The film was beautifully realised in a number of ways, I will try to go each of them. Firstly, cinematographically, this film had some lovely themes. Adam, who lives in Detroit, is black – his clothes are black, his hair is black, his house is very dark, and all of the scenes in Detroit are dark. Eve on the other hand, who lives in Tangier, is white – her clothes are pale, her hair is pale, her house is pale, even the scenes in Tangier, which are at night, are much paler in comparison.
The characterisation is lovely too, Adam is a reclusive, musician who is pretty grumpy, fascinated by the world of science and weary of the zombies (humans). Eve is light, but thoughtful, she reads every language, she is fascinated by the world of humans and has a zest for existence. They are the quintessential yin and yang, and they were small charms of the other’s colours as a token of their difference and their love.
Thirdly, the acting by Swinton and Hiddleston is delightful, much of which is without dialogue. The whole film is quite minimalist in some ways, but the affection between the two leads is very real. I saw an interview with the two of them, along with Jarmusch and John Hurt (who plays Christopher Marlowe) and it was clear that the affection between them was not only on screen. Their ability to portray a love which is literally ageless but still just as potent was truly remarkable – their complete comfort with each others’ presence while still having a burning desire for the other were equally believable. Together, they achieve a level of sexiness that is rarely seen, and is heightened by their never consummating it on screen.

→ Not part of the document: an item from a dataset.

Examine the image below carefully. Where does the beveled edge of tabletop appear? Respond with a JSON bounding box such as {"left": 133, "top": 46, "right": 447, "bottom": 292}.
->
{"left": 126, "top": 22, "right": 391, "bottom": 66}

Music also plays a huge part in the effect of this film. I commented to a friend as soon as the credits were finished that I must get hold of the soundtrack immediately. Most of the soundtrack is by Sqürl, Jim Jarmusch’s band. It manages to be moody and atmospheric while also being able to drive the action – lots of wailing guitars and slow beats, giving the film a sort of timeless urgency.
I have to give big ups to Jarmusch for this film. Having seen ‘Dead Man’ and finding it beautiful but confusing, I was ready for this movie to be somewhat inaccessible, but I was pleasantly surprised as I let the film wash over me. The Marlowe as Shakespeare conspiracy theory is interesting, but probably not something I want to go in to here, I suspect it may have created some tension between Jarmusch and Hiddleston, who has very successfully performed Shakespeare (see also this post). I could be wrong, but the interview I mentioned before includes some interesting body language between them when the interviewer asks about the issue. It is a credit to everyone involved that with so much to work with and such talented people on hand the film is so restrained, so understated, and that this is one of the things which makes it so great.
Overall, it gave me some excellent food for thought. A poignant and thoughtful look at love, life, humanity, pleasure, despair and death. I give it 4.5 out of 5 stars.